BVI-DVC is distributed under research-only terms — the corpus may be used for research and may not be redistributed. The fork's existing posture for the Netflix Public drop (ADR-0203) is the same model: local-only handling, derived weights ship, source corpus does not. The redistribution rule for BVI-DVC therefore requires no new infrastructure; it requires the same gitignore + README discipline already in place for .workingdir2/netflix/.

Concrete rules:

  • .workingdir2/BVI-DVC Part 1.zip — gitignored.
  • .workingdir2/bvi-dvc-extracted/ — gitignored.
  • runs/full_features_bvi_dvc_*.parquet — gitignored.
  • runs/bvi_dvc_corpus.jsonl — gitignored.
  • ~/.cache/vmaf-tiny-ai-bvi-dvc-full/ — outside repo, never committed.
  • model/tiny/fr_regressor_v2*.onnx — derived weights, shippable.

2. Content overlap with Netflix Public

Content class Netflix sources BVI-DVC tier-D coverage
film_drama Seeking, ElFuente1/2, OldTownCross Sparse
sports / high-motion CrowdRun, Tennis Strong (e.g. tai-chi, walking, market scenes)
animation BigBuckBunny None
wildlife BirdsInCage, FoxBird Some (ferris-wheel, hong-kong-market)
urban / architectural None Strong (street, rooftop, canal)
texture-heavy None Strong (BVITexture clips)

The Netflix drop under-represents urban and texture-heavy content; BVI-DVC fills both gaps. Animation has no BVI-DVC analogue, so BigBuckBunny remains the only anchor for that class.

3. LOSO partition expansion

Netflix-only LOSO trains 9 models, one per held-out source. Adding BVI-DVC tier-D (~120 sources) expands the partition to 9 + ~120 source-folds. Each fold trains on a much larger remainder set, which should narrow the per-fold variance band.
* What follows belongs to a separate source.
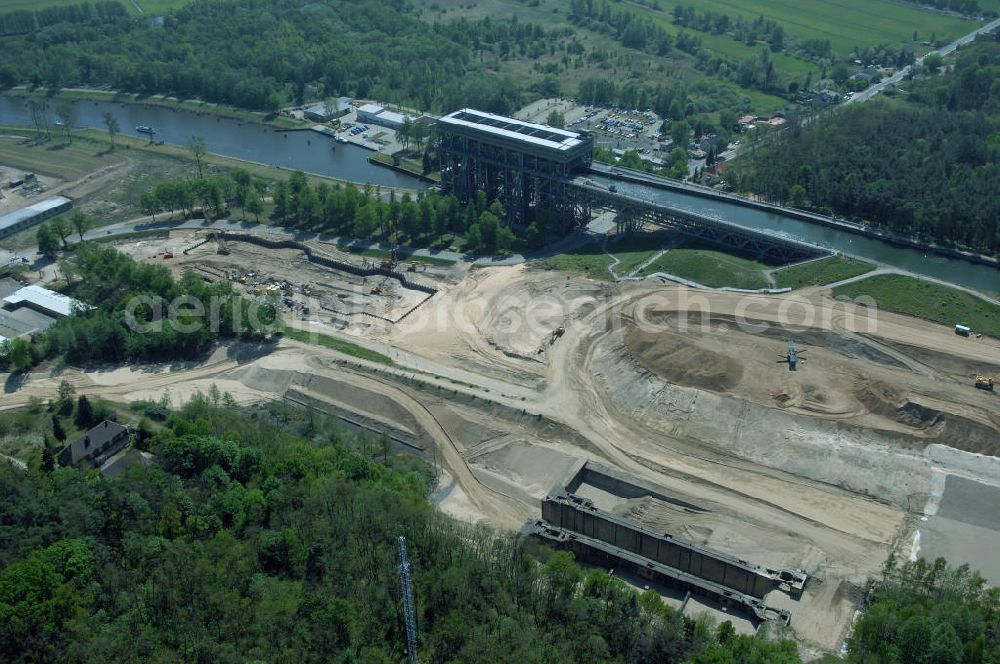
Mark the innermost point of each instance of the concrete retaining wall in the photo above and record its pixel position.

Trade-off: tier-D's resolution (480 × 272) is well below typical production resolutions, so weighting BVI-DVC tier-D folds equally with Netflix HD/UHD folds may bias the regressor toward low-res behaviour. Two mitigations are available:

  • include tier-B (1920 × 1088) and tier-C (960 × 544) instead of / alongside tier-D — increases extraction cost ~16× per clip;
  • weight folds by source-resolution category in the LOSO aggregator — changes only the reporting layer.

The ingestion ADR-0310 ships the infrastructure tier-agnostic; tier selection is a runtime flag, deferred to the multi-seed sweep.

Conclusion

License is compatible with the fork's existing local-only corpus posture. Content overlap is favourable: BVI-DVC fills the urban and texture gaps the Netflix drop has and reinforces high-motion. The LOSO partition expansion materially widens the training surface. The infrastructure to make this measurable (JSONL adapter + merge utility

  • tests) is small and ships with ADR-0310.

The actual PLCC measurement and the production-weights flip are deferred to a multi-seed sweep that runs outside this PR. The flip gate stays anchored on ADR-0303's ensemble criterion; a corpus expansion that does not lift mean LOSO PLCC by ≥ 1σ above the Netflix-only baseline is not shipped to production weights.

References

  • Ma, Zhang, Bull. BVI-DVC: A Training Database for Deep Video Compression. IEEE Transactions on Multimedia, 2021.
  • ADR-0203 — Netflix Public drop redistribution posture.
  • ADR-0235fr_regressor_v2.
  • ADR-0303 — ensemble-flip ship gate (corpus-expansion ship criterion lives here).
  • ADR-0310 — this digest's decision record.